Verranno messi a disposizione 30 milioni di euro in due anni che andranno a sostenere sia la gestione delle strutture con 20 milioni sia la spesa delle famiglie con medio e basso reddito con 10 milioni. Nel frattempo chiederò agli enti gestori di attendere questa operazione e non fare fughe in avanti aumentando i costi per le famiglie” Il coordinatore del Cupla Marche Giancarlo Sperindio ha presentato all’assessore Calcinaro un documento sugli anziani marchigiani dove vengono affrontati i temi dei servizi sociosanitari per gli anziani, la non autosufficienza e la longevità attiva. Nelle Marche oggi ci sono 388.515 persone over 65 di cui 216.775 donne e 171.740 uomini. Gli anziani non autosufficienti sono 75.000 pari al 19,3 per cento. Di questi 50.600 non sono autonomi nemmeno rispetto alle attività quotidiane più elementari come mangiare, vestirsi e lavarsi. Tra le richieste del Cupla Marche presentate a Calcinaro vanno citate il potenziamento della medicina territoriale e una più efficace integrazione sociosanitaria, che preveda la presa in carico non della malattia ma della persona, con una valutazione multidisciplinare, su cui costruire progetti individuali di assistenza e cura dei soggetti anziani e dei malati cronici e non autosufficienti.

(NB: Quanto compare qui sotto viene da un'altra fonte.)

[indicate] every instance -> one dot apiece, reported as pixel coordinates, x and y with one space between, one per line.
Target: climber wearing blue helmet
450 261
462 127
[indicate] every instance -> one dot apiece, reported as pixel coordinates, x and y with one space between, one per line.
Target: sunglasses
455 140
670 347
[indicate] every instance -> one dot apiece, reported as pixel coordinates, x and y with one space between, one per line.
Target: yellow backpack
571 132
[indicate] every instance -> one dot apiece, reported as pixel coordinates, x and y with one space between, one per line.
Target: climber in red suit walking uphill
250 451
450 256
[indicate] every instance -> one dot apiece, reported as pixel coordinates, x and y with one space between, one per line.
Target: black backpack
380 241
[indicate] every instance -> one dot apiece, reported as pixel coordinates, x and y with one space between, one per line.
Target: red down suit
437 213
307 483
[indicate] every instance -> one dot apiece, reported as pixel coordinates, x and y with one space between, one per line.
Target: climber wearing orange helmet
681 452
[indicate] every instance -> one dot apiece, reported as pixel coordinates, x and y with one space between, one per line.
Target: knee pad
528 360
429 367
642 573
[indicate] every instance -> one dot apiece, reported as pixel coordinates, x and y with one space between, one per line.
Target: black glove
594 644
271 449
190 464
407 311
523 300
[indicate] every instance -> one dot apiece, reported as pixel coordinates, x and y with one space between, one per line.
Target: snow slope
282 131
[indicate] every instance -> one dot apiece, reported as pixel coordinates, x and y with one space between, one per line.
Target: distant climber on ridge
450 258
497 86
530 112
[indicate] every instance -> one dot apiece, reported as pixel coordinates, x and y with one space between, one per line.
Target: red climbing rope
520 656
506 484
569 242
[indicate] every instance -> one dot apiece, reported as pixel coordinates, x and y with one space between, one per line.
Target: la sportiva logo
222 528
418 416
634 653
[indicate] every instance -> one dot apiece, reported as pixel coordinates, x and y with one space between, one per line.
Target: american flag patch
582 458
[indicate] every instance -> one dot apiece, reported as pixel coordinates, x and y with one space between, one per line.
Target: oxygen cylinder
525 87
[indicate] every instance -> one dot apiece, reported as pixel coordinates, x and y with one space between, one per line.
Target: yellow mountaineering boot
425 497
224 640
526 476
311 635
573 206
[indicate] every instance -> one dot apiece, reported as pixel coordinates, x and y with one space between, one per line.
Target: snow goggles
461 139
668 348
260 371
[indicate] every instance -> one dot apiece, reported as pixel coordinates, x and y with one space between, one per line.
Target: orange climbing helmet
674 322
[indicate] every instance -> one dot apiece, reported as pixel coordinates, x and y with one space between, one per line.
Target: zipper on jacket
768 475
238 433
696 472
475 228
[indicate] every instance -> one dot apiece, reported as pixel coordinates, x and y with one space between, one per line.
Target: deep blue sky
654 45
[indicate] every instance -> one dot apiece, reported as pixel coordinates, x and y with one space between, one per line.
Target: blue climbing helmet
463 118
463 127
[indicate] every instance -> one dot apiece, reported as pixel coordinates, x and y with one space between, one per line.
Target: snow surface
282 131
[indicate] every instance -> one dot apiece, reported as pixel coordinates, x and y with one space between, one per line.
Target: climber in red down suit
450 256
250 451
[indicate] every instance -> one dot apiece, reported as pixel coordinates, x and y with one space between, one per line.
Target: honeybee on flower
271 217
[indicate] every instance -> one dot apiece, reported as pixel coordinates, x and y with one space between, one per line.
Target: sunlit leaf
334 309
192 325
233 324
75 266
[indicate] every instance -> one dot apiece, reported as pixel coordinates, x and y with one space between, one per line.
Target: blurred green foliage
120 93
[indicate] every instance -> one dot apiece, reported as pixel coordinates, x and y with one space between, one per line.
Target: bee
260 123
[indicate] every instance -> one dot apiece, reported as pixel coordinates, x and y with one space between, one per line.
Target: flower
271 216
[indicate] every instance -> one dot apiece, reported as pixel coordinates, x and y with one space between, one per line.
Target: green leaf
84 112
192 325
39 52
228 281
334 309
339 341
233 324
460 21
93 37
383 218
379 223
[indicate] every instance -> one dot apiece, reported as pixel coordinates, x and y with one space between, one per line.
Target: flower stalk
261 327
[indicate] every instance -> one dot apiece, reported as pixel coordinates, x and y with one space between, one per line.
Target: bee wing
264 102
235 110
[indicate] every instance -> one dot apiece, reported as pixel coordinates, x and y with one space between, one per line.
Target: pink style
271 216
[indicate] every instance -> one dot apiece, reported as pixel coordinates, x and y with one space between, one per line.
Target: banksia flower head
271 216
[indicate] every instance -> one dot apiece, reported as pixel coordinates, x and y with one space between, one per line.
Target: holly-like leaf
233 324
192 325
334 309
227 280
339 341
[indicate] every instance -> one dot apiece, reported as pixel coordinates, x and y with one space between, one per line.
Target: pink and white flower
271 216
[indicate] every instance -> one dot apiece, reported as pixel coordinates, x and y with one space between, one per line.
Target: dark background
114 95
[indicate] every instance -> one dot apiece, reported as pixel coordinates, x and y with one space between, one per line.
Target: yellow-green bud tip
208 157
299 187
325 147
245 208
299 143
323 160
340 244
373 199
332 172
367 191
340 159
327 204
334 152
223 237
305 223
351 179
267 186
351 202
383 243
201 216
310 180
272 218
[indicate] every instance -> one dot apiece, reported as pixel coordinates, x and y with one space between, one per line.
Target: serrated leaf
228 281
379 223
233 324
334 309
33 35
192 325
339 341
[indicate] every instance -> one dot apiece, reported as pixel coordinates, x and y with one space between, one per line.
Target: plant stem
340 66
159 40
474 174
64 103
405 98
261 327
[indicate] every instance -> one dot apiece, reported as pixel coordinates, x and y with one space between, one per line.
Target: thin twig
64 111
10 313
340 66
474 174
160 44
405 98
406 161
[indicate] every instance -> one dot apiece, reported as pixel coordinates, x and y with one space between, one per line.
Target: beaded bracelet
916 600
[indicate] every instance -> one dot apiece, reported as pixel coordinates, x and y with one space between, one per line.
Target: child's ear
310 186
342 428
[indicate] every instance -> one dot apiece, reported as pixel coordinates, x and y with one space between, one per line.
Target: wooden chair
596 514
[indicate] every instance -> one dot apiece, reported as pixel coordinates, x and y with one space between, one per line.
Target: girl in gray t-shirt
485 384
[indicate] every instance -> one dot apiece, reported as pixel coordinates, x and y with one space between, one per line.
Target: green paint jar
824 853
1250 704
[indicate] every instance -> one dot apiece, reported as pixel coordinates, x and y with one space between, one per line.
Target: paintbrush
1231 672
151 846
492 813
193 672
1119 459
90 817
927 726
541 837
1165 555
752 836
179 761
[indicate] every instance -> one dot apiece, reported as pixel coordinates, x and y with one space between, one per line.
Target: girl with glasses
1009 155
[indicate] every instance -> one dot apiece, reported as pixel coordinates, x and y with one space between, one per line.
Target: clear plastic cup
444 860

Per il Cupla è necessaria l’integrazione tra l’ADI (Assistenza Domiciliare Integrata) delle AST e l’ADS (Assistenza Domiciliare Sociale) dei Comuni. Vanno previste misure di sostegno per i Caregiver familiari, che devono essere riconosciuti come interlocutori dei servizi sociali e sanitari nell’individuare i bisogni e gli interventi di cura e sostegno per l’anziano. “La Regione Marche” ha ricordato il Cupla “ha costituito a luglio 2025 un gruppo di lavoro per la non autosufficienza formato dai dirigenti regionali sanità e politiche sociali, dai direttori delle AST e degli Ambiti Sociali, dal Cupla, dalla Consulta regionale per la disabilità, dall’INRCA, dal Forum Terzo Settore, dall’Ordine Assistenti sociali e dai sindacati marchigiani. Chiediamo che venga convocato quanto prima.

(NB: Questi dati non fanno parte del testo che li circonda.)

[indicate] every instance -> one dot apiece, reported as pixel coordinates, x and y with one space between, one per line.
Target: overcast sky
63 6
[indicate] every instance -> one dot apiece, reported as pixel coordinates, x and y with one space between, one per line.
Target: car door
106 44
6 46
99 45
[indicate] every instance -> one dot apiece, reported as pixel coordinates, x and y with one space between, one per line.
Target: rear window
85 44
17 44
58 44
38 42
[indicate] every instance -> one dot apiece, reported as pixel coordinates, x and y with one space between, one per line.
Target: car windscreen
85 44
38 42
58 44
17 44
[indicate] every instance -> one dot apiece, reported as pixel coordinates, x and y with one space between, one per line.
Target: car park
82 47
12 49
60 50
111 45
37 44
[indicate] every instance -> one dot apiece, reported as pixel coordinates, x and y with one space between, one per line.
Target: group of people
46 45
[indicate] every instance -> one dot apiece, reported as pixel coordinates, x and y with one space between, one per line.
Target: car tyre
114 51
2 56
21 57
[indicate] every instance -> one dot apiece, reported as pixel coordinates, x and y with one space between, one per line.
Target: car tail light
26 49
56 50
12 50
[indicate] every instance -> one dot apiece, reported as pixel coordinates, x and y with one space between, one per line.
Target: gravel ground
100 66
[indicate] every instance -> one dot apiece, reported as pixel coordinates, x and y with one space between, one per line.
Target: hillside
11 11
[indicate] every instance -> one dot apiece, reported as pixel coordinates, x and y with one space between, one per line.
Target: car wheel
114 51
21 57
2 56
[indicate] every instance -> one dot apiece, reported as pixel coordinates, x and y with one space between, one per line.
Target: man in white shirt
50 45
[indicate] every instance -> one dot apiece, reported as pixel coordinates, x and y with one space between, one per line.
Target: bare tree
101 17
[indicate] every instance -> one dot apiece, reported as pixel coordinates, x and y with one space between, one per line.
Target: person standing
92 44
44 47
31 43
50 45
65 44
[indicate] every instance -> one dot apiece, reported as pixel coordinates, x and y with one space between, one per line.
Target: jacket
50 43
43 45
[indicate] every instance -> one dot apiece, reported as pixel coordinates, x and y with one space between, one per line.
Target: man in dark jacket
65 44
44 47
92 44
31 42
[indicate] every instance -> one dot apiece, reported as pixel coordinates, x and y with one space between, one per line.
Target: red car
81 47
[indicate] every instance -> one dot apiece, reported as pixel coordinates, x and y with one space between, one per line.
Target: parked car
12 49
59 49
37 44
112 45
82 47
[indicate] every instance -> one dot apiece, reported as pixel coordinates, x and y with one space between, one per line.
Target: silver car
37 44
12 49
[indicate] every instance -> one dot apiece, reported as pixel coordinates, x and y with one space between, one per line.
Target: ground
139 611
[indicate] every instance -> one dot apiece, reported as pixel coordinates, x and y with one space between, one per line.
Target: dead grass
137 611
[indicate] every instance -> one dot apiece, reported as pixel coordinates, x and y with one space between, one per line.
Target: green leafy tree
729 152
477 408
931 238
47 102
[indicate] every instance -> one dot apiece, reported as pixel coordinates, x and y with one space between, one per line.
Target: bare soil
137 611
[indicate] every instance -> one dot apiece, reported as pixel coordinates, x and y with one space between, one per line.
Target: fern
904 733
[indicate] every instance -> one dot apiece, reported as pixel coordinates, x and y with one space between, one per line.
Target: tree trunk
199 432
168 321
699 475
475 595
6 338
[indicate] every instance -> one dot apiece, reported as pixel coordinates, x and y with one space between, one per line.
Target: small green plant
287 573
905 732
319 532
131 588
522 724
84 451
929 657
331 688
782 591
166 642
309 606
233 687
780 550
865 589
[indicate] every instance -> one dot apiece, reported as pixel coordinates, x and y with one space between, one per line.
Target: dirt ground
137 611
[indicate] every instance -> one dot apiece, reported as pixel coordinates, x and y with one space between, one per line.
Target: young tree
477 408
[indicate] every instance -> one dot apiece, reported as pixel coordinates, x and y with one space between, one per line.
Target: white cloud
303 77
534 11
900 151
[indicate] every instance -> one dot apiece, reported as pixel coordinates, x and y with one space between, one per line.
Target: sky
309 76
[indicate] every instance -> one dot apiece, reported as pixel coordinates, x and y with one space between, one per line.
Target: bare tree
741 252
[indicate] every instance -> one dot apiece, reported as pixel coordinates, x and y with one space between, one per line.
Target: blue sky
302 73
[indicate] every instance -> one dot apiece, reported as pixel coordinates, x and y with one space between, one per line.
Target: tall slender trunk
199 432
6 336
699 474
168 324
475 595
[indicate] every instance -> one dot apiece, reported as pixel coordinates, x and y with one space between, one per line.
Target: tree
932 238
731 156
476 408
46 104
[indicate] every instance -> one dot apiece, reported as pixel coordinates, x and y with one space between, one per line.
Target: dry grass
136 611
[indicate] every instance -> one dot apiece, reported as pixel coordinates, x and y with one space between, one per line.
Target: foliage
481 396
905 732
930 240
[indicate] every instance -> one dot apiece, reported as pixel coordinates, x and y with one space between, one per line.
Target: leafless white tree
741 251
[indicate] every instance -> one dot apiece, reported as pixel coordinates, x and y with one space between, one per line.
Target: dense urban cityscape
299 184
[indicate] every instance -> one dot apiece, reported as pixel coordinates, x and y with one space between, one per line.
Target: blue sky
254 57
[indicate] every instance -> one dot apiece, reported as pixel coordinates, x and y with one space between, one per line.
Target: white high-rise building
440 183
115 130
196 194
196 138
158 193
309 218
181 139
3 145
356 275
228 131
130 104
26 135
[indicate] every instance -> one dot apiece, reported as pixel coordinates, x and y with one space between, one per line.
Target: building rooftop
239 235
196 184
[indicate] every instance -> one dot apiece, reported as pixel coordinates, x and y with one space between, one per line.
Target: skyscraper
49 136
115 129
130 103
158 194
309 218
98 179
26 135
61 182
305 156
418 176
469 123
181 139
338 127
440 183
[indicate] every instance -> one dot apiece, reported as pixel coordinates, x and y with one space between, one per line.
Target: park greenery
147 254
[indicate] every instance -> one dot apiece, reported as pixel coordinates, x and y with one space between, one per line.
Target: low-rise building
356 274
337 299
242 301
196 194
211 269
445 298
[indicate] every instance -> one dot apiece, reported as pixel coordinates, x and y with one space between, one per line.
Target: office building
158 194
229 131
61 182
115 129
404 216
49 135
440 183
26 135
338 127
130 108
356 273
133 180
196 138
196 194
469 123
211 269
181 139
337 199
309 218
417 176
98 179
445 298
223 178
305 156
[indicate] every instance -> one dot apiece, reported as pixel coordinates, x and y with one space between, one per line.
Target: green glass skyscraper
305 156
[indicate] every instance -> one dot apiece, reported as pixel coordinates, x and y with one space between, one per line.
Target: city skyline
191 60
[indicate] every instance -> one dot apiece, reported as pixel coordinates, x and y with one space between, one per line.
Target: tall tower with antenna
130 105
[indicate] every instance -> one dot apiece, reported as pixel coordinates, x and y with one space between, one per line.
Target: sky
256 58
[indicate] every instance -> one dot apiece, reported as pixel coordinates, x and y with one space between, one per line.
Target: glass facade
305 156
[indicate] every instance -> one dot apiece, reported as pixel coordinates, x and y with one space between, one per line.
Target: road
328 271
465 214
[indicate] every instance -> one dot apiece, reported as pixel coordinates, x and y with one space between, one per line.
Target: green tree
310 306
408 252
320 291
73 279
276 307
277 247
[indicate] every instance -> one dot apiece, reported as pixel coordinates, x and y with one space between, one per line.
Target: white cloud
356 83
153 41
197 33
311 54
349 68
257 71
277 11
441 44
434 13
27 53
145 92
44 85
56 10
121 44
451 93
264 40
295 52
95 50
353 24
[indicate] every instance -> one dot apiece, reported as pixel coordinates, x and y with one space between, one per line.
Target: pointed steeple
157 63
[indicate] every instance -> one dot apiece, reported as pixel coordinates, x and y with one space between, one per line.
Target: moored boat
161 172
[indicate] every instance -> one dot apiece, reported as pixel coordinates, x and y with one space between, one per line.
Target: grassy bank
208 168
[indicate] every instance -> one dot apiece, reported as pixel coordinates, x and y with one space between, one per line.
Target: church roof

E’in quella sede che potranno essere discussi e predisposti interventi, progetti e leggi regionali per gli anziani e per tutti i 75 mila marchigiani non autosufficienti. Chiediamo anche che venga convocato il Gruppo di Lavoro sulla longevità attiva, in attuazione della Legge regionale 1/2019, che ha lavorato bene nel 2023 e 2024 ma che dalle elezioni di settembre 2025 non è stato più riunito”.